KD: We decided to make it into a contemporary art museum in Clarinda. It has truly changed the face of that community.
RD: It’s the most gratifying thing we’ve done from a philanthropic standpoint.
How has having your collection in Lincoln affected it and the artists in it?
RD: Our property is about 40 acres, and we built a classical home 20 years ago. Both the house and the grounds are filled with art. It’s a very special place because of what it is and where it is.

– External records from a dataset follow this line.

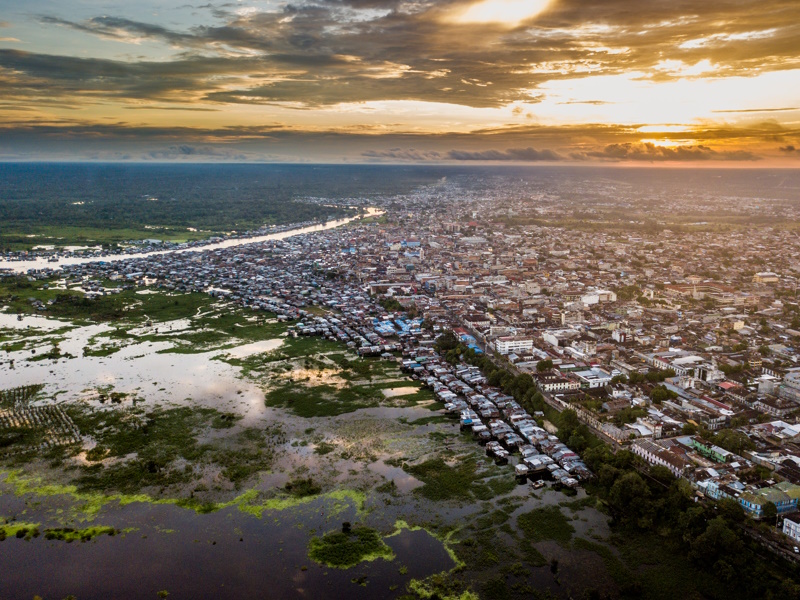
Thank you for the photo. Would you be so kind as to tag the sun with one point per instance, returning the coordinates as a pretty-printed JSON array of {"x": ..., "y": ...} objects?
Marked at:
[{"x": 504, "y": 12}]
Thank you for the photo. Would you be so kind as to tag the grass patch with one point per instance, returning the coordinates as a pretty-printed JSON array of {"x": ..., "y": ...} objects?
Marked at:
[
  {"x": 67, "y": 534},
  {"x": 345, "y": 549},
  {"x": 445, "y": 482},
  {"x": 546, "y": 523},
  {"x": 321, "y": 400}
]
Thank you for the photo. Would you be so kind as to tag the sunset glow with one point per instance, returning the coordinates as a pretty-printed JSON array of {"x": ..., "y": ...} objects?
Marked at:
[{"x": 372, "y": 81}]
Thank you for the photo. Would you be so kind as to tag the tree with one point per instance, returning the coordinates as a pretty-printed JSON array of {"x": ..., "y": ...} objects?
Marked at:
[
  {"x": 629, "y": 496},
  {"x": 734, "y": 441},
  {"x": 770, "y": 511}
]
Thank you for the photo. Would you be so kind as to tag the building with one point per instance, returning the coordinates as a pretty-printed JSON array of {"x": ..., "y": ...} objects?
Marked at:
[
  {"x": 508, "y": 344},
  {"x": 593, "y": 378},
  {"x": 791, "y": 529},
  {"x": 655, "y": 454},
  {"x": 766, "y": 277}
]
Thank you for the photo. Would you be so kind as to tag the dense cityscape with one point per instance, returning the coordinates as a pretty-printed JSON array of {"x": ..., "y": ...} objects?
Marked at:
[{"x": 542, "y": 340}]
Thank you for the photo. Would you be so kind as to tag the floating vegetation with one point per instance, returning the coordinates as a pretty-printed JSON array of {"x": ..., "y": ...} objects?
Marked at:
[
  {"x": 546, "y": 523},
  {"x": 20, "y": 396},
  {"x": 346, "y": 548}
]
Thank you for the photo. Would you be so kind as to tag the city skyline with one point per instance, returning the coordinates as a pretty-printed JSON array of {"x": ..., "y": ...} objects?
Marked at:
[{"x": 506, "y": 81}]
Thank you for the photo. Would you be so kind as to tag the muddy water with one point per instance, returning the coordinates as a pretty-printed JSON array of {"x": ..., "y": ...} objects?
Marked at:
[
  {"x": 227, "y": 554},
  {"x": 137, "y": 369},
  {"x": 44, "y": 263}
]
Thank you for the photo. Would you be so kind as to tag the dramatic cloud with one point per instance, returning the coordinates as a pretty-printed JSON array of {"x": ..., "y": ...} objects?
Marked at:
[
  {"x": 580, "y": 76},
  {"x": 651, "y": 153},
  {"x": 517, "y": 154}
]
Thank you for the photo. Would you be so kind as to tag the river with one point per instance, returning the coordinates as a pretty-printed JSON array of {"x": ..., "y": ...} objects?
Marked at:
[{"x": 23, "y": 266}]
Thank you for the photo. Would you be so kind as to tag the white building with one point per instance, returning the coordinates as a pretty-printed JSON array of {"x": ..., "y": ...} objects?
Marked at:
[
  {"x": 791, "y": 529},
  {"x": 506, "y": 345}
]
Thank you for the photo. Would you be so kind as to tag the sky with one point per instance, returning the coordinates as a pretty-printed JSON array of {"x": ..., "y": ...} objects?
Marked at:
[{"x": 632, "y": 82}]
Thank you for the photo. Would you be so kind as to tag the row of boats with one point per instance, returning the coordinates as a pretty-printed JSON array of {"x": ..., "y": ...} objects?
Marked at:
[{"x": 504, "y": 427}]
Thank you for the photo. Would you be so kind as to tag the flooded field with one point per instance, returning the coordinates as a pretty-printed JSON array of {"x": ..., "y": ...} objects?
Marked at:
[{"x": 217, "y": 449}]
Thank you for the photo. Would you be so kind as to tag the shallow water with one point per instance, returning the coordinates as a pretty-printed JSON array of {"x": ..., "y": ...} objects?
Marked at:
[{"x": 226, "y": 554}]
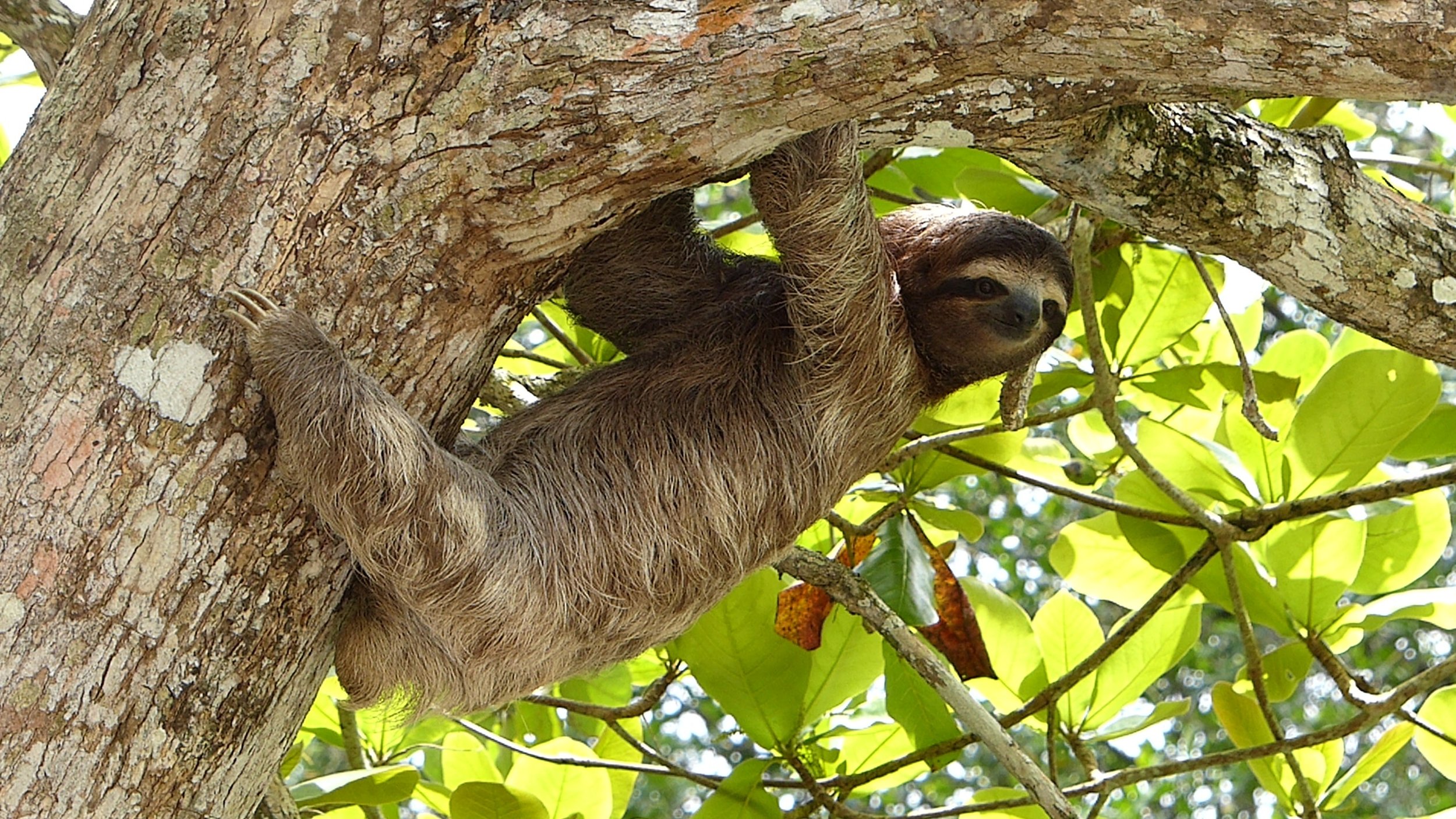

KD: It’s 40 acres within the city limits, which is amazing.
And it allows you to acquire large sculptural pieces.
RD: I have a story about that. We flew around the world with the LeBarons in our own aircraft; Marc and I are both pilots. We stopped in New Delhi, India, where we met Subodh Gupta and went to his studio. I asked him to come to Nebraska, and he said that he’d come cook for us some day. We looked at several of his pieces, and they were really expensive. The next day, we went to a museum, the only one we visited on the whole trip, and outside was a Gupta tree, like a banyan tree. My god, Karen and I fell in love. We called the gallery, and it was way beyond our means. Nine months earlier, we were at Art Basel Miami, where the booth of a New York gallery was showing an exhibition of Robert Motherwell’s work. I told them that we had a blue “Open” series painting, and they asked us to loan it for a special show. I said, “Sure, we loan works whenever we’re asked.” Later, the gallery called and said they had someone who wanted to buy the Motherwell. When I asked what it was worth, it knocked me off my chair. The long and the short of it is, we traded our Motherwell for the Gupta tree, which was more attractive to us because it’s by a living sculptor whom we could meet and get to know. And he did come to the house to dedicate the piece, and he cooked for us.
KD: Through Subodh we met his wife, Bharti Kher. We ended up buying Six Women, which we had seen in her studio. That was priced out of our budget, too; but for two years, Robert and I talked about that amazing piece. And then one day, he came home and said, “You’re not going to believe this but Six Women is in the United States.” It had been to Canada for a show, then Boston. And I said, “We were meant to buy that piece, let’s just buy it.”
Collecting seems unusually personal for you both.
KD: It’s true.
RD: And, as a number of people have told us, you can see our personalities, who we are, through our collection.